Flynt speaks slowly, with a drawl compounding the difficulty of catching his words, words produced with evident effort. He speaks with precision and considerable good humor, almost as amusingly as does the presenter, Thane Rosenbaum, whose questions to all on the panel are marked by fierce intelligence and insight, as neutral as one could hope, providing wide latitude for intelligent response from his guests and legal experts. The audience reaction, predictably, is naughty-child sniggering and supportive applause.

Rosenbaum shows clips from the Woody Harrelson eponymous film of Flynt’s life, various excerpts from courtroom proceedings, and grainy tape of Flynt over the years in key moments.
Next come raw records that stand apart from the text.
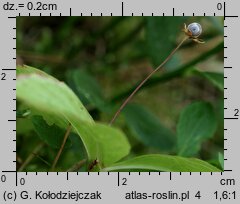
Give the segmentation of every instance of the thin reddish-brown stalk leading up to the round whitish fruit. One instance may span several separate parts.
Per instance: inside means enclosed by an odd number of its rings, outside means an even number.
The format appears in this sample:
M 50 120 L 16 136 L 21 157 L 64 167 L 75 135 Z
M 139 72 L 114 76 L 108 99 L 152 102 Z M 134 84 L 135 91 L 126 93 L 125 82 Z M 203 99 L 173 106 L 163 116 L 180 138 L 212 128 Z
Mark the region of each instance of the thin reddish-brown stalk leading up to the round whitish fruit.
M 168 57 L 156 68 L 154 69 L 135 89 L 134 91 L 128 96 L 128 98 L 123 102 L 123 104 L 120 106 L 120 108 L 117 110 L 115 115 L 113 116 L 112 120 L 110 121 L 109 125 L 112 125 L 118 115 L 121 113 L 123 108 L 128 104 L 128 102 L 132 99 L 132 97 L 137 93 L 137 91 L 145 84 L 145 82 L 153 75 L 155 74 L 160 68 L 163 67 L 170 59 L 171 57 L 175 54 L 175 52 L 182 46 L 182 44 L 189 39 L 189 37 L 185 36 L 183 40 L 178 44 L 178 46 L 168 55 Z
We learn nothing much we did not already know, except to see that despite his reputation as a pornographer, Flynt is honest, and condemns abuse of children in pornography or elsewhere, and has the grace to express doubt in such cases as Edward Snowden -- and Bradley Manning’s -- purloined revelations as to ongoing, unacceptable NSA surveillance. Such issues are not totally black or white, he allows. Questions from the audience produced more interesting discussion in a sense than did the packaged Floyd Abrams defenses, or the complicated legal tangles discussed at length by Jeff Daichman. He also could not fault the Supreme Court for green-lighting the strange and repulsive Westboro Baptist fringe group that attacks and curses families of soldiers being buried with outlandish signs and pronouncements. He repeated, correctly, that freedom of speech does not mean just the speech with which we agree.
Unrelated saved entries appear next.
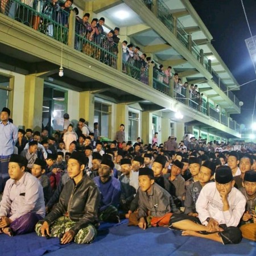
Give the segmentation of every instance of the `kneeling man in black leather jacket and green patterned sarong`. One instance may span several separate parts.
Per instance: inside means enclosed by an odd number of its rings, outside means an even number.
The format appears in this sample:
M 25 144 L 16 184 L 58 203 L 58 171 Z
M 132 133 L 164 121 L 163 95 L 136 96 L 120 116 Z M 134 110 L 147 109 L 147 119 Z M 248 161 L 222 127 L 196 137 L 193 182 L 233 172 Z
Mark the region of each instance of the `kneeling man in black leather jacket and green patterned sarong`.
M 60 237 L 60 243 L 90 243 L 96 237 L 97 210 L 100 192 L 85 173 L 88 158 L 82 152 L 73 152 L 68 160 L 71 178 L 60 194 L 59 203 L 36 224 L 38 236 Z M 72 196 L 71 196 L 72 195 Z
One could see that Flynt had been on panels like this hundreds of times, and he was ready with witty rejoinders for most questions. As to why he ‘hated’ Falwell, despite touring around the country as half of a debate format, religion vs. porn rights, Flynt brought out the old chestnut he has been cracking for decades: “He [Falwell] beat me daily, like a drum. He’s a hypocrite, interested in money.” Most prominently, the reason he focused on sex, he avers, is that he “never understood why one could focus on the obscenity of war” in film, print and media, yet the depiction of “two people making love was somehow deemed unacceptable.”

Asked whether Falwell ever attacked Hugh Hefner of Playboy, or Bob Guccione of Penthouse, both publishers of notably erotic and highly sexed publications during the same time as Hustler plied its controversial wares, Flynt wanly peered at Rosenbaum, smiled thinly and shook his head.

In the VIP room before the start of the event, some two dozen of us were able to speak with Flynt and, if we chose, to snap his picture. He was affable and pleasant. One would not, looking at him in his shiny tech wheelchair, think this man had provoked so much ruckus and outrage over the years. Without Flynt v. Jerry Falwell, the panel agreed, The Wolf of Wall Street would probably never have gotten produced. Let alone warranted just an R, not the XXX it would've been burdened with years ago. But most people did not applaud the endless scroll of indelicacy blared over the three-hour spill of that screed for drugs, danger, and debauchery, even given the advanced sophistication we are supposed to flaunt.

Have we gained all that much, one wonders, from stained trench-coat precincts of the old sex-dredged fleabag-houses to the excesses and unmitigated unpleasantness heavy-pedaled in Wolf? Are we all that much better off now?

As the audience filed out, several hours after the panel began, Rosenbaum spoke the words that showed how “far” we have come since Flynt's public condemnation. “Thank you for gracing us here, Mr. Flynt. You are a freedom icon.”